The manuscript by Yuan et al. presents a method that uses machine learning to identify NO2 plumes from ships in individual TROPOMI orbits. The main result of the application of the machine learning method is a climatological map of ‘NO2 pixel frequencies’ obtained from one year of TROPOMI NO2 data. The map itself is convincing, and in line with what has previously been observed in satellite NO2 data: the main shipping routes between Europe and Asia can be well-identified, but ship plumes between Asia and North America, and between Europe and North America are much less detectable. The authors claim that this is mostly due to persistent cloud cover over the Atlantic and Pacific Ocean. In MODIS cloud data they have previously detected ship tracks (as bright clouds) right over these oceans. In my opinion, this complementarity of MODIS-derived ship tracks and TROPOMI-derived ship NO2 plumes is a nice idea that has the potential to push ship emissions research from space further in the long run. This manuscript does not do that, but is mostly an AI-effort to find NO2 plumes from ships, and derives a climatology from the result.
For a non-expert like me, I found section 3.1 where the human labelled training of NO2 ship plume detection is explained with useful imagery (Figure 3) quite useful. However, a bit more details about the capabilities and limitations of the method are needed and strengthen the paper, as detailed below. Should this manuscript be published I encourage the authors to make available their results of positive plume identifications in open access, digital format, as electronic asset to this paper.
Major comments
1. The authors show some convincing examples of massive 50-100 km long NO2 plumes. These are easily identified by eye. But the authors should also give some examples of where their method is just at the level of positive detection. How elongated are such plumes in terms of pixels – a one pixel enhancement should never qualify as a plume. What are the NO2 column values, and to what extent are such ‘just positive’ plumes above the background NO2 values?
2. The main metric shown is ‘NO2 pixel frequency’, but it is not entirely clear what this means. Is it the accumulated number of (gridded?) pixels identified by the machine learning from all qa_value-filtered over one year? Would it not be more appropriate to express this frequency as a normalized frequency, to account for differences in the available cloud-free scenes?
3. It does not become clear how the machine learning approach handles plumes originating from land that flow out over sea.
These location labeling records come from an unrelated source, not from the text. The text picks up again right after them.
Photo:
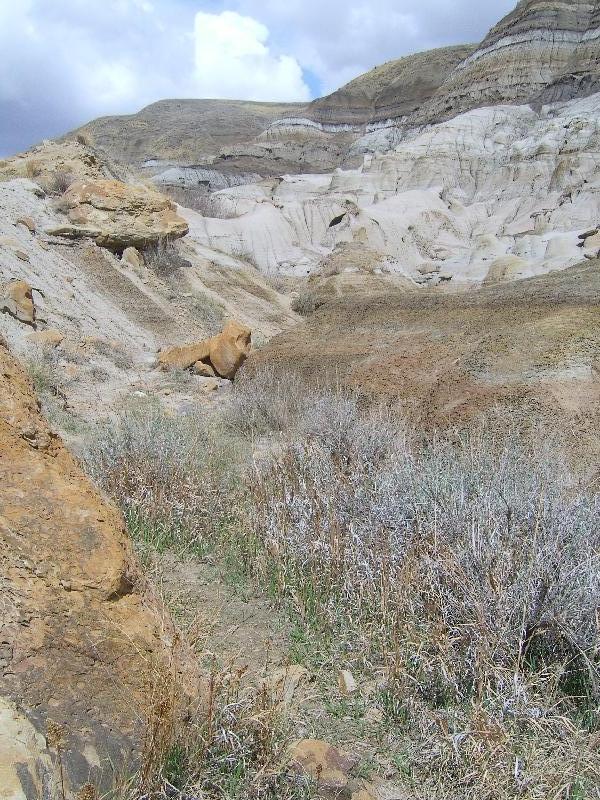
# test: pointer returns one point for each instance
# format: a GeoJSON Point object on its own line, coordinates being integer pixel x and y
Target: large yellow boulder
{"type": "Point", "coordinates": [117, 215]}
{"type": "Point", "coordinates": [83, 651]}
{"type": "Point", "coordinates": [224, 353]}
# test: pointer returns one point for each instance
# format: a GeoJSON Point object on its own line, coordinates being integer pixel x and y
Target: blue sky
{"type": "Point", "coordinates": [65, 62]}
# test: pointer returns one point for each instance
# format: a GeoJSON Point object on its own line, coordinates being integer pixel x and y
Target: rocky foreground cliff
{"type": "Point", "coordinates": [436, 222]}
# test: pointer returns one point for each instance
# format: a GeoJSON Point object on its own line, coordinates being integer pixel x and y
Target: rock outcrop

If unaccounted for, this leads to frequent misclassifications of plumes over coastal seas.
4. The claim that the methodology of the authors could be used for ‘verification of compliance and effect of emission control policies’ is not substantiated in the manuscript. The study deals with recognizing NO2 plumes in noisy data, which could be a first step in a system that estimates ship NOx emissions. Beyond attributing NO2 plumes to individual or multiple nearby ships, much more is needed in terms of inverse modelling, considering atmospheric chemistry and transport which influence the relationship between NOx emissions and NO2 columns.
5. That tropospheric NO2 is not well detectable from space for pixels (partially) covered by clouds is obviously not a new finding and has been well-documented since the early 2000s (Martin et al. (2002); Palmer et al. (2001); Boersma et al. (2004)-papers). In lines 222-223 the impression should be avoided that this is a new result from this manuscript. Furthermore, there are new insights that in situations of sun-glint, screened out by the authors now given their qa_value threshold, the NO2 retrieval is performing better (Riess et al., 2022). Including these scenes rather than excluding them could improve the performance of the Machine Learning model.
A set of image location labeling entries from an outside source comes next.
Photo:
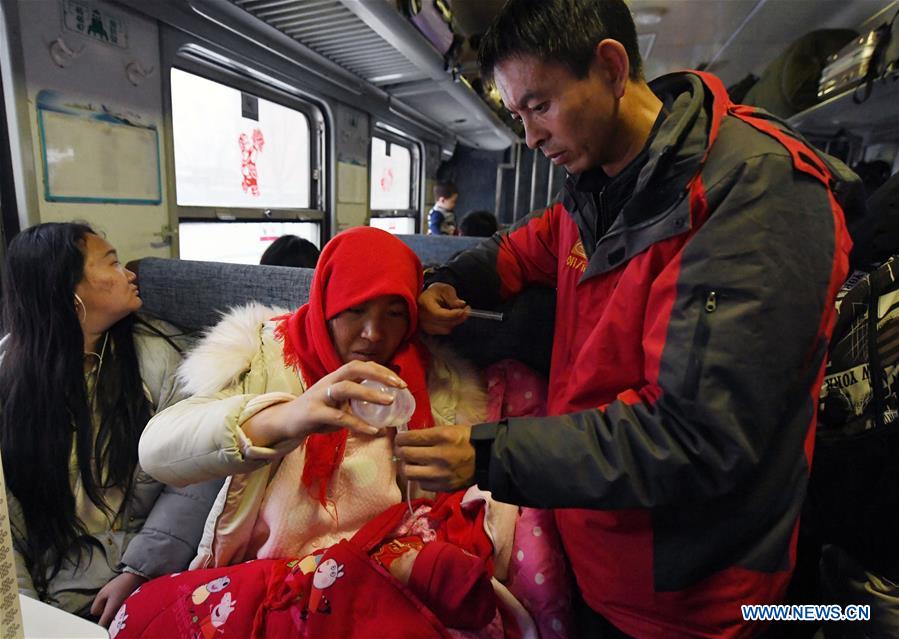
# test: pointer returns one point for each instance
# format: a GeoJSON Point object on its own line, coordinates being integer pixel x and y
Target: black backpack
{"type": "Point", "coordinates": [853, 498]}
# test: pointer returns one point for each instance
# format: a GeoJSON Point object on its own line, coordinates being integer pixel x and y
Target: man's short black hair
{"type": "Point", "coordinates": [444, 188]}
{"type": "Point", "coordinates": [563, 31]}
{"type": "Point", "coordinates": [478, 224]}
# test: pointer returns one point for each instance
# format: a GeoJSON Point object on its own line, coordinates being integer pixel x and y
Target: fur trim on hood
{"type": "Point", "coordinates": [226, 350]}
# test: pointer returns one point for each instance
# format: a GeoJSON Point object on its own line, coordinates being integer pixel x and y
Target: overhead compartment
{"type": "Point", "coordinates": [382, 50]}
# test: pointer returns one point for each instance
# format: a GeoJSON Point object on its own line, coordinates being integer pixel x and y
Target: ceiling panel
{"type": "Point", "coordinates": [329, 28]}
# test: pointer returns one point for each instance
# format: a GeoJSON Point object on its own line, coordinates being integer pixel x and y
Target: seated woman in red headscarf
{"type": "Point", "coordinates": [312, 487]}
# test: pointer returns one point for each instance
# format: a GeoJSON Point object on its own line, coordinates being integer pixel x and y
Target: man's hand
{"type": "Point", "coordinates": [439, 459]}
{"type": "Point", "coordinates": [440, 310]}
{"type": "Point", "coordinates": [111, 596]}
6. The authors have chosen to use version 1.2.2 of the official TROPOMI NO2 data product. This is a pity since there have been a few important retrieval improvements and reprocessing efforts since then. These have been discussed in van Geffen et al. (2022) and Riess et al. (2022), and especially the more accurate FRESCO+ cloud heights from version 1.3 onwards are important for the author’s purpose. In version 1.2 the too low cloud heights led to a substantial low bias in the TROPOMI NO2 columns. This low bias has been partly resolved in the later versions, and results in better detectability of ship NO2 plumes. I think it would be a sorely missed opportunity to not apply the method on version 1.4 or later.
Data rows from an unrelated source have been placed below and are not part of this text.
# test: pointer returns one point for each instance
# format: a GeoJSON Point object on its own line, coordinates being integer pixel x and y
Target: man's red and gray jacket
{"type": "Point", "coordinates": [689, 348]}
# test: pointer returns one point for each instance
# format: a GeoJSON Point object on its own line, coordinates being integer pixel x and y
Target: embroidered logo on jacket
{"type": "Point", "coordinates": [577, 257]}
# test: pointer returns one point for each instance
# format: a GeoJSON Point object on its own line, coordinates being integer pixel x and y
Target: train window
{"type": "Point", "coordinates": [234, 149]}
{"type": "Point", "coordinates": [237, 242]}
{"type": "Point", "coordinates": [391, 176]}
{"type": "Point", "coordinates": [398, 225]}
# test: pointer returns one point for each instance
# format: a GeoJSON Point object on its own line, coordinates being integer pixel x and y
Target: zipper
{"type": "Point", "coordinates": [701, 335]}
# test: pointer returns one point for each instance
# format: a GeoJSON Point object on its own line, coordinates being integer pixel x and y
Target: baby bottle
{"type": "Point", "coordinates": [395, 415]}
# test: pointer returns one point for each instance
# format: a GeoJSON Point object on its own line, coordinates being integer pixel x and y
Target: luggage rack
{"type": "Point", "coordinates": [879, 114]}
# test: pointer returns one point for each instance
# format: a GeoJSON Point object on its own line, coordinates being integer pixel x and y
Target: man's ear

7. The most pressing concern I have with the study is the lack of uncertainty analysis and the lack of validation. Although the (climatological) results presented appear plausible, a success metric is missing – what fraction of the ‘NO2 pixel frequency’ could have been misclassified? Besides retrieval uncertainties, also one/two-pixel size plumes, mis-training or mislabeling by the human, and the influence of plumes from land likely play a role. The authors should do more to address this issue, for example by comparing their (relative) frequencies to the locations of actual ships as stored in AIS-data or inventories on ship emissions,
Some relevant literature is not cited or discussed:
Kurchaba, S., van Vliet, J., Verbeek, F. J., Meulman, J. J., & Veenman, C. J. (2022). Supervised segmentation of NO2 plumes from individual ships using TROPOMI satellite data. Remote Sensing, 14(22), 5809.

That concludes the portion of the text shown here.